Benjamin Dean

Benjamin Dean ( born August 14, 1824 in Clitheroe, England; † April 9, 1897 in South Boston, Massachusetts ) was an American politician. In the years 1878 and 1879, he represented the state of Massachusetts in the U.S. House of Representatives.

Career

At the age of five years, Benjamin Dean came with his parents from the UK to the United States, where the family settled in Lowell. He attended the public schools of his new home and then completed the Dartmouth College in Hanover (New Hampshire). After a subsequent law degree in 1845 and its recent approval as a lawyer, he began in Lowell to work in this profession. In 1852 he moved his residence and his office to Boston. At the same time he proposed as a member of the Democratic Party launched a political career. In the years 1862, 1863 and 1869 he was a member of the Massachusetts Senate. In the years 1865 and 1866 and again from 1872 to 1873 he sat on the city council of Boston.

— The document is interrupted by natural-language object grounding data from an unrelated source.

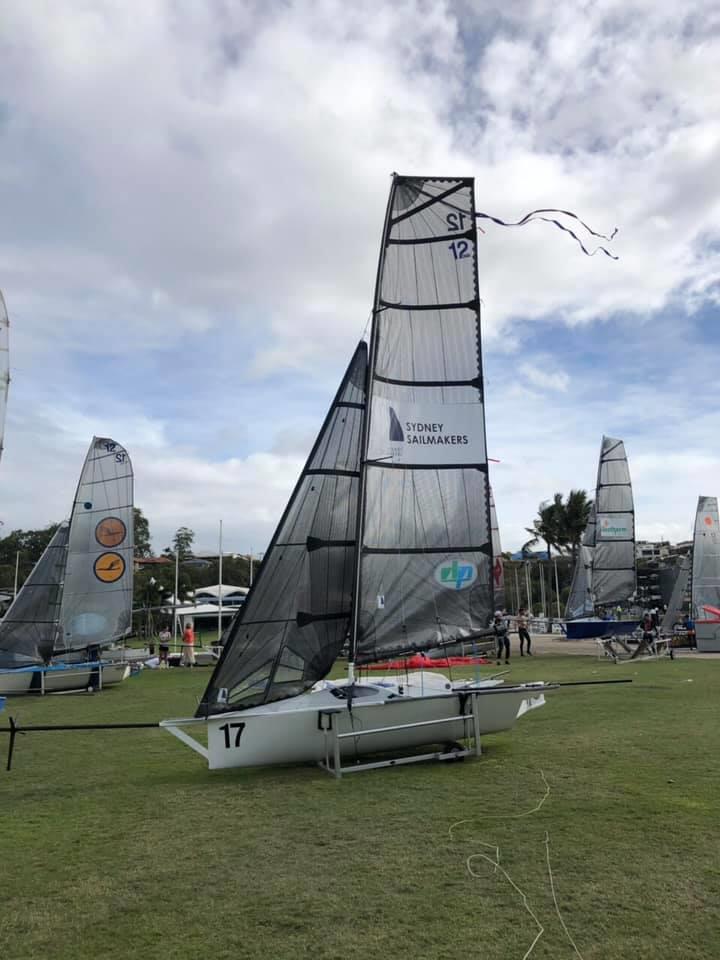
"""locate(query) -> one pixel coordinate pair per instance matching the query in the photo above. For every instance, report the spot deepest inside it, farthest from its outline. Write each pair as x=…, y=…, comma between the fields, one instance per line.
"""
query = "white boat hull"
x=300, y=729
x=60, y=678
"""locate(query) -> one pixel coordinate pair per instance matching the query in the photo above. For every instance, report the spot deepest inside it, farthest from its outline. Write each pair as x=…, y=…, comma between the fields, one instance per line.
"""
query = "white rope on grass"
x=496, y=863
x=557, y=907
x=508, y=816
x=523, y=895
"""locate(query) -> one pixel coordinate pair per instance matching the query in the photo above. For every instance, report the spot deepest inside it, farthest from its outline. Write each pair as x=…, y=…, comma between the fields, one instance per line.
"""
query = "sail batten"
x=295, y=618
x=424, y=573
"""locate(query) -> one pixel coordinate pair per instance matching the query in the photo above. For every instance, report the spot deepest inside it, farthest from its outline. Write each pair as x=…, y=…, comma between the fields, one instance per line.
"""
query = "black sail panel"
x=295, y=619
x=613, y=562
x=29, y=628
x=425, y=574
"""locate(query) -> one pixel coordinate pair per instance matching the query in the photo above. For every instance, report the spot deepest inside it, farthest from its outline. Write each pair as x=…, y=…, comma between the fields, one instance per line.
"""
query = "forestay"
x=4, y=367
x=613, y=570
x=97, y=595
x=706, y=560
x=424, y=575
x=29, y=628
x=295, y=619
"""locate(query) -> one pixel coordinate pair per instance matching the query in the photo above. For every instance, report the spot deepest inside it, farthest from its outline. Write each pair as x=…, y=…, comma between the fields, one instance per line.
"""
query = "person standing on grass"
x=523, y=632
x=501, y=637
x=188, y=652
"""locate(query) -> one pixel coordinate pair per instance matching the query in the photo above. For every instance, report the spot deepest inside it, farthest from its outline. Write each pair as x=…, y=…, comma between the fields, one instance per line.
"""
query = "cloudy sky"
x=191, y=200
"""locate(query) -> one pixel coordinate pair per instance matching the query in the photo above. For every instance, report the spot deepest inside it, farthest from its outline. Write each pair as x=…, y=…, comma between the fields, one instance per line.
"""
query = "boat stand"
x=334, y=739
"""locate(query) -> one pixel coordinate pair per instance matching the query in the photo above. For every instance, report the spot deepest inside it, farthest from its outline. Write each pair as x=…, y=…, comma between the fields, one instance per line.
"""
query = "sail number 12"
x=238, y=728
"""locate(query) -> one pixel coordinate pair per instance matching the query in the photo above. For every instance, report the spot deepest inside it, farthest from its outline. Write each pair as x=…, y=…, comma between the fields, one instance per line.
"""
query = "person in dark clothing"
x=501, y=636
x=523, y=632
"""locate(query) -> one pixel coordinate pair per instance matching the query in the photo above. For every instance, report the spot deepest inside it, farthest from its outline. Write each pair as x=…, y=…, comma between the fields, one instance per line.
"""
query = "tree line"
x=559, y=525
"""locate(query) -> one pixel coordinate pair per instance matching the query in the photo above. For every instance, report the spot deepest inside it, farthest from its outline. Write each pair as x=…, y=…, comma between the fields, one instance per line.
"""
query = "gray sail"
x=498, y=567
x=424, y=573
x=580, y=603
x=677, y=597
x=706, y=561
x=613, y=569
x=29, y=628
x=97, y=595
x=4, y=367
x=294, y=622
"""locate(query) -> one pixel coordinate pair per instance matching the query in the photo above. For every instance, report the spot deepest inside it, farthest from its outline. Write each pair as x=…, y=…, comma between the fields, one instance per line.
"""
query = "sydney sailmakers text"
x=424, y=434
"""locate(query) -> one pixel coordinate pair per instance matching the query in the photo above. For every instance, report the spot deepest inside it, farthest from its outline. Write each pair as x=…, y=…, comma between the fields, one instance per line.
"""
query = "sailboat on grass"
x=78, y=597
x=705, y=576
x=604, y=576
x=387, y=535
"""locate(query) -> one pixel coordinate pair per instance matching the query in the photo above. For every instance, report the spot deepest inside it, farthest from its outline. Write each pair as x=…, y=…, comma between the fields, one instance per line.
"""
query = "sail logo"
x=457, y=575
x=613, y=529
x=396, y=430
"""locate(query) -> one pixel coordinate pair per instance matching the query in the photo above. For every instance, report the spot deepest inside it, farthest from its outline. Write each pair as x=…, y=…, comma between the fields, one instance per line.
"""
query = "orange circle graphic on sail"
x=109, y=567
x=110, y=532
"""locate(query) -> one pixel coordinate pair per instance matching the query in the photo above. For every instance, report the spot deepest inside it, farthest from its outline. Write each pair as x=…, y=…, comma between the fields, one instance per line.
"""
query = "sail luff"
x=425, y=538
x=29, y=628
x=362, y=487
x=294, y=620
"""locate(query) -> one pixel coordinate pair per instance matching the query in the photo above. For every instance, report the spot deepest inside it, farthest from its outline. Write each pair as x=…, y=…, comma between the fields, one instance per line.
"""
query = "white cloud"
x=192, y=196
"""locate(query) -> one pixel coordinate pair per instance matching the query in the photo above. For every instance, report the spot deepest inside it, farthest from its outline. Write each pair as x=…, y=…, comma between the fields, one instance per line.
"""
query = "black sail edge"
x=29, y=628
x=414, y=591
x=294, y=621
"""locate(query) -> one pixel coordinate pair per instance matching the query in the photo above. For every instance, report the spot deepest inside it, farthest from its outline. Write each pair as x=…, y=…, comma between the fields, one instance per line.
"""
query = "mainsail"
x=580, y=602
x=706, y=560
x=29, y=628
x=498, y=568
x=424, y=572
x=97, y=595
x=4, y=367
x=295, y=619
x=613, y=562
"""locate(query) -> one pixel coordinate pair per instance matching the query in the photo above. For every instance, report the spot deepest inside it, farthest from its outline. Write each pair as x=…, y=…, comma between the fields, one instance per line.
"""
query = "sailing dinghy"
x=604, y=575
x=705, y=576
x=78, y=597
x=387, y=535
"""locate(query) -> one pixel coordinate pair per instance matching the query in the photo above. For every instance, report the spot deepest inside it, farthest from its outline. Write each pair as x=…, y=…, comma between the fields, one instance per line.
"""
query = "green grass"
x=122, y=844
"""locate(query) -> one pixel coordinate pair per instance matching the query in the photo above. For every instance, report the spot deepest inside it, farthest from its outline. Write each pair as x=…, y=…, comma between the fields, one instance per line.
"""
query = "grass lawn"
x=121, y=844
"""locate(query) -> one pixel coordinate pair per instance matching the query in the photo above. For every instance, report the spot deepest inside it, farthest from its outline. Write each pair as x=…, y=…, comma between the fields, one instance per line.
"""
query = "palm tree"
x=548, y=526
x=574, y=518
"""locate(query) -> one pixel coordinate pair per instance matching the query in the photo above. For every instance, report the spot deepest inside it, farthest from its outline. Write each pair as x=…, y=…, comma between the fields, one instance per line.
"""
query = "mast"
x=4, y=366
x=706, y=561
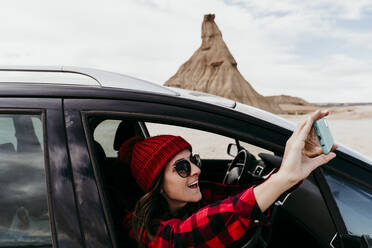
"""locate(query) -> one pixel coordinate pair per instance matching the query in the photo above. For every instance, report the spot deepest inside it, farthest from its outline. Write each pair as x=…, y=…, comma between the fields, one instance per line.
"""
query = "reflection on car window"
x=24, y=218
x=354, y=204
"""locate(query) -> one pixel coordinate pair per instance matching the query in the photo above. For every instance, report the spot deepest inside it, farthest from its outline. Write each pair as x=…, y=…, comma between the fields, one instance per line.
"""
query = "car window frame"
x=137, y=110
x=42, y=113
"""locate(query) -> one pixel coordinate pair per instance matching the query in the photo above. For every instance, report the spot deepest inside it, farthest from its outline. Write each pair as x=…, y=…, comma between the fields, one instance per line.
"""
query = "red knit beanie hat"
x=148, y=157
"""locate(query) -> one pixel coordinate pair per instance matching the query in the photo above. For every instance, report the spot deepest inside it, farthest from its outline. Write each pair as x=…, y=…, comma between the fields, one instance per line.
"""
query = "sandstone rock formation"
x=212, y=69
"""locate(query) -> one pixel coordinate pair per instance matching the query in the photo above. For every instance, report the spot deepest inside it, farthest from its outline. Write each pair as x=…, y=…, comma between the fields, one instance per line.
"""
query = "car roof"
x=95, y=78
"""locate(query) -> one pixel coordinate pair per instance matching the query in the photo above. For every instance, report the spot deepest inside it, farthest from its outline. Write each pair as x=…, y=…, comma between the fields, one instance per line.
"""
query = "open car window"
x=354, y=203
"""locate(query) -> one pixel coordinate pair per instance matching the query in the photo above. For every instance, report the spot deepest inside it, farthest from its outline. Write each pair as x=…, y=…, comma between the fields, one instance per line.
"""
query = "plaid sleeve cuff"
x=248, y=208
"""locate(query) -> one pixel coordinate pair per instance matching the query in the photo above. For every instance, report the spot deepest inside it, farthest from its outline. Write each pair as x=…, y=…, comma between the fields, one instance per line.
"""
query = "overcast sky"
x=320, y=50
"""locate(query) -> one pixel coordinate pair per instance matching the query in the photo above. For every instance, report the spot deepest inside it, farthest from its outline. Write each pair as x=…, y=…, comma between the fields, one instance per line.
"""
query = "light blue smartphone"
x=324, y=135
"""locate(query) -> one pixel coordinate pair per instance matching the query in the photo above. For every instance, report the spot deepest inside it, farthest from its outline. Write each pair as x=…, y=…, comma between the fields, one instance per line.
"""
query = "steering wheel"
x=237, y=168
x=245, y=166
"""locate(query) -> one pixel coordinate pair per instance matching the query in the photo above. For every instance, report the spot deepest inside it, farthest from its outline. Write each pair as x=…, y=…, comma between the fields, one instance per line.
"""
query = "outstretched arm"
x=295, y=166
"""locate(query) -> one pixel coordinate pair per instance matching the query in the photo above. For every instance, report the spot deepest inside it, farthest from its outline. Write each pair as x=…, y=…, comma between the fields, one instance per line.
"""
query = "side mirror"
x=366, y=241
x=232, y=150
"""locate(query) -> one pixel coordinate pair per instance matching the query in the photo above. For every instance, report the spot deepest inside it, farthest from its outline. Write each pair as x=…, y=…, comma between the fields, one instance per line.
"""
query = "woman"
x=178, y=211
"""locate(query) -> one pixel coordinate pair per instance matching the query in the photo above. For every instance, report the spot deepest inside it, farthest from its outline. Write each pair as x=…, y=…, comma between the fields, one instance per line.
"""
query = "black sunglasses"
x=183, y=166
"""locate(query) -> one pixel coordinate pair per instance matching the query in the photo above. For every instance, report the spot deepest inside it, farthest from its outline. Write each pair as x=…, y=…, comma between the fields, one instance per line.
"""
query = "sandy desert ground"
x=350, y=126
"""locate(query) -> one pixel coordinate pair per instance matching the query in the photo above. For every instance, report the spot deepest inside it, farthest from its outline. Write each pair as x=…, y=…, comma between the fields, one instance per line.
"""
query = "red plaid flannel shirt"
x=223, y=220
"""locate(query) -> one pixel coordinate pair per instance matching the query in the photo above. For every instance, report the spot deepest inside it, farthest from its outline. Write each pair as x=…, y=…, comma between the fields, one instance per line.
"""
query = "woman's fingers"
x=334, y=147
x=309, y=123
x=321, y=159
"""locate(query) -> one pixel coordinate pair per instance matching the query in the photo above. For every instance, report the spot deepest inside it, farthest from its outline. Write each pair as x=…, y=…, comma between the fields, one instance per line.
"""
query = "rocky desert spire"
x=212, y=69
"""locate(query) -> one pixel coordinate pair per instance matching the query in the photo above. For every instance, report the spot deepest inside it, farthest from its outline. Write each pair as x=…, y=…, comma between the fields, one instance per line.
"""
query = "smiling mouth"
x=194, y=185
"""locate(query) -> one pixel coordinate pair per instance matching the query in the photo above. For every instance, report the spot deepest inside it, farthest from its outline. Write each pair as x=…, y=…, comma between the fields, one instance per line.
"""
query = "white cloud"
x=282, y=47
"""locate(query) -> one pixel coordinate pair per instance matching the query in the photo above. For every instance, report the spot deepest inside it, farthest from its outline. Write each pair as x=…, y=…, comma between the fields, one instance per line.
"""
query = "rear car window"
x=354, y=203
x=24, y=217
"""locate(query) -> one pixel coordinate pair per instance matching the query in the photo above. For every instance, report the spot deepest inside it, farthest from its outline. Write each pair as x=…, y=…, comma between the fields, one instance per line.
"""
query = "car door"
x=38, y=198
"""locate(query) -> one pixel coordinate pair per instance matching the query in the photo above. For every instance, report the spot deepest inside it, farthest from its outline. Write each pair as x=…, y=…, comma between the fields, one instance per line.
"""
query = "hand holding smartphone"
x=324, y=135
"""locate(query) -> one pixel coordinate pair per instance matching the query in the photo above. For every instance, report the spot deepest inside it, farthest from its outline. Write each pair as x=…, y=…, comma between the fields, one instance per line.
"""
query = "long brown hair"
x=148, y=210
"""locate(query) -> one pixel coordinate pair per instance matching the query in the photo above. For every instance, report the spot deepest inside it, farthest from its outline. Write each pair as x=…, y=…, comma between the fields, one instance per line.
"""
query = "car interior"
x=239, y=166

In the congressional elections of 1876 Dean lost to Walbridge A. Field of the Republican Party. He appealed against the election results a contradiction. When this was granted, he was on 28 March 1878, taking the mandate of Field and end the current parliamentary term in Congress. In 1878, he did not run. After the end of his time in the U.S. House of Representatives Benjamin Dean again practiced as a lawyer in Boston. There he spent several years as a member and chairman of the parking committee. He died on 9 April 1897 in South Boston.